O governo Bolsonaro e a calamidade brasileira
Bolsonaro é pior que os militares, mas os militares não são melhores do que ele. Artigo imperdível na Piauí.
Por Fernando de Barros e Silva
Trechos de artigo publicado na revista Piauí, edição 164, maio de 2020.
(…) Não há no Brasil, até segunda ordem, espaço político para um golpe de manual, na antiga acepção de tomada abrupta do poder pela força. Até porque os militares já estão no poder. Bolsonaro entupiu o primeiro escalão do governo de generais. Estima-se que sejam em torno de 2,5 mil os militares que ocupam cargos de confiança na esfera federal. Estão no filé-mignon da administração pública. É o que se chamava na época do PT de aparelhamento do Estado. Alguém acha que essa gente toda estaria disposta a inibir as tentações autoritárias do presidente? Teria compromisso efetivo com a democracia? Bolsonaro é pior que os militares, mas os militares não são melhores do que ele. Soa estranho? Vamos fingir que o nome disso seja dialética.
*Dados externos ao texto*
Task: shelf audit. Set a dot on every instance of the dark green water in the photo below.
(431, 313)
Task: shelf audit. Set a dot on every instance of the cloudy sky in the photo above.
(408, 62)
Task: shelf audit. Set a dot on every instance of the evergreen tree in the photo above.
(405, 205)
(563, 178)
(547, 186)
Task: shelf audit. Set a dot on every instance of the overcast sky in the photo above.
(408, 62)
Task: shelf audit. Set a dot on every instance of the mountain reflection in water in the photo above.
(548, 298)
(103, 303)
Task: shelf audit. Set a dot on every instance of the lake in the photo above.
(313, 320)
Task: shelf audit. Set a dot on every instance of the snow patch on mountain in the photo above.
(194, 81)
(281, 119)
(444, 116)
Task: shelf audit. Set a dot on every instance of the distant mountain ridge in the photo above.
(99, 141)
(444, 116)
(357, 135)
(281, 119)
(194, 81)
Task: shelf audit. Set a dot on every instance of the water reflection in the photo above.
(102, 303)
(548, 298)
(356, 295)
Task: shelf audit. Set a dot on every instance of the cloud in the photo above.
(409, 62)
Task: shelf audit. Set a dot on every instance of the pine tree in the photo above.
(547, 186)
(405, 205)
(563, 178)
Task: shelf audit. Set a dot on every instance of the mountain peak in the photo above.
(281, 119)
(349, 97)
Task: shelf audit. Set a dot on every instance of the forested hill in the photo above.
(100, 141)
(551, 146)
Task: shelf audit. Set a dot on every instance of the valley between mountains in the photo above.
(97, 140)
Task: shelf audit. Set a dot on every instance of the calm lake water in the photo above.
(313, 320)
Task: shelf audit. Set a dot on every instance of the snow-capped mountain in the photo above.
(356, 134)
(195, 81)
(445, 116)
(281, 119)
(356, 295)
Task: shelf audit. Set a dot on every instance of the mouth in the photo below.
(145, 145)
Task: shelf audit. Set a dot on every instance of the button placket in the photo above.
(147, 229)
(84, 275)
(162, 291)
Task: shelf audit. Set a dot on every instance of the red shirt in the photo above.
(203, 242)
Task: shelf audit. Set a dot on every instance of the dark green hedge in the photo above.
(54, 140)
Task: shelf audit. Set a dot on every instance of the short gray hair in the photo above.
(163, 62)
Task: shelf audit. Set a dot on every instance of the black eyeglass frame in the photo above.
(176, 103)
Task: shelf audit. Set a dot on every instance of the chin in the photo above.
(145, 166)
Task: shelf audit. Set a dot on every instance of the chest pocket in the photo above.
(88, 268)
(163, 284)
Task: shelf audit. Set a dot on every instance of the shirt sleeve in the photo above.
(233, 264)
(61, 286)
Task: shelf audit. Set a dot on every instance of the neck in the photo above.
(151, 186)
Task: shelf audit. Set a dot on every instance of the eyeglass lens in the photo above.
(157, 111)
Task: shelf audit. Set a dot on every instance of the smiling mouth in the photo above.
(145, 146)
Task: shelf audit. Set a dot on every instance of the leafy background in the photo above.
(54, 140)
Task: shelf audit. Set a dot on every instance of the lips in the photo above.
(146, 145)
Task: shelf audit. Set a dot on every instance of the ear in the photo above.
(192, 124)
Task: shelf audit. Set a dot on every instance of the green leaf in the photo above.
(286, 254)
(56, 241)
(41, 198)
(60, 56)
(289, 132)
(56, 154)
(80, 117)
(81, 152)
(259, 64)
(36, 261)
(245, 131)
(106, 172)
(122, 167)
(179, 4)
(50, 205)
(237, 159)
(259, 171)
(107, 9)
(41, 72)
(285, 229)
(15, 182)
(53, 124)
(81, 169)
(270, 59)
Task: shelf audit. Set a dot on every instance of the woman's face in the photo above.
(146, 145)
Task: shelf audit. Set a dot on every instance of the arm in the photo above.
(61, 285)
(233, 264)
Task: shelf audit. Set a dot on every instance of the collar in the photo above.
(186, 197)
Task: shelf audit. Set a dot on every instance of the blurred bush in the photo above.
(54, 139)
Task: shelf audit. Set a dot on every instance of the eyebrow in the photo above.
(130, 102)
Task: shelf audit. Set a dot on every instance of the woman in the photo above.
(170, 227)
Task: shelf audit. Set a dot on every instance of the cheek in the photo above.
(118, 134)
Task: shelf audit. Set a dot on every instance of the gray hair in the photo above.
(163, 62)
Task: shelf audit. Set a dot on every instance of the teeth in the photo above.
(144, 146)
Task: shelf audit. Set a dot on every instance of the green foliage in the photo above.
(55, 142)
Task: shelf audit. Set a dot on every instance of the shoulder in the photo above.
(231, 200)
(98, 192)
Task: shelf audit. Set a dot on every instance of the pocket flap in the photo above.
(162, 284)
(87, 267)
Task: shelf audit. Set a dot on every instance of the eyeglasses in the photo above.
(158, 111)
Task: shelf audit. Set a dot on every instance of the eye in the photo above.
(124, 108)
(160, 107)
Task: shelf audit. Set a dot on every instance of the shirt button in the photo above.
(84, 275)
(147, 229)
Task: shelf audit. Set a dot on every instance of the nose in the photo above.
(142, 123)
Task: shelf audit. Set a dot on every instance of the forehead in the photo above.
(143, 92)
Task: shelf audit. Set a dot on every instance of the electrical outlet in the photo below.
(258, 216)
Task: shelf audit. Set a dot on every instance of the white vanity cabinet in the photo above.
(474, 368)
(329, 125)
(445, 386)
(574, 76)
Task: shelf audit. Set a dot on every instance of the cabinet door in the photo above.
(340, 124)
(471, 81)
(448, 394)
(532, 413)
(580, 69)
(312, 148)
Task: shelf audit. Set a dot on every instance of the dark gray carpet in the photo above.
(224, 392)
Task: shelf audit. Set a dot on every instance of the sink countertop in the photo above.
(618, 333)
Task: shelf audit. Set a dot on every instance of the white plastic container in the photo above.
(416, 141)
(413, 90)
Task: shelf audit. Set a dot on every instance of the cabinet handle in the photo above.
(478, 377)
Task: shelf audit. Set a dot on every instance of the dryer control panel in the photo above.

O general Hamilton Mourão, herdeiro da cadeira de Bolsonaro na hipótese de impeachment ou na eventualidade de renúncia (ambas por ora improváveis), organizou em 2015, quando ocupava o posto de comandante militar do Sul, uma homenagem à memória do coronel Brilhante Ustra, morto naquele ano. Corria o governo Dilma, e Mourão acabou sendo demitido do cargo pelo então chefe do Exército, general Eduardo Villas Bôas.
Augusto Heleno, atual chefe do Gabinete de Segurança Institucional da Presidência, mentor de Bolsonaro e patriarca do generalato instalado no Planalto, é um herdeiro da linha dura do regime militar. Atuava como ajudante de ordens do general Sylvio Frota quando este, então ministro do Exército, em 1977, tentou emparedar o presidente Ernesto Geisel. Acabou exonerado por Geisel, a quem criticou publicamente, depois de ser apeado do ministério, por “complacência com a infiltração comunista e a propaganda esquerdista”, conforme relata o jornalista Elio Gaspari em seu livro A Ditadura Encurralada. A abertura do regime avançou. Mais de quarenta anos depois, não consta que as ideias do então jovem capitão Heleno tenham evoluído.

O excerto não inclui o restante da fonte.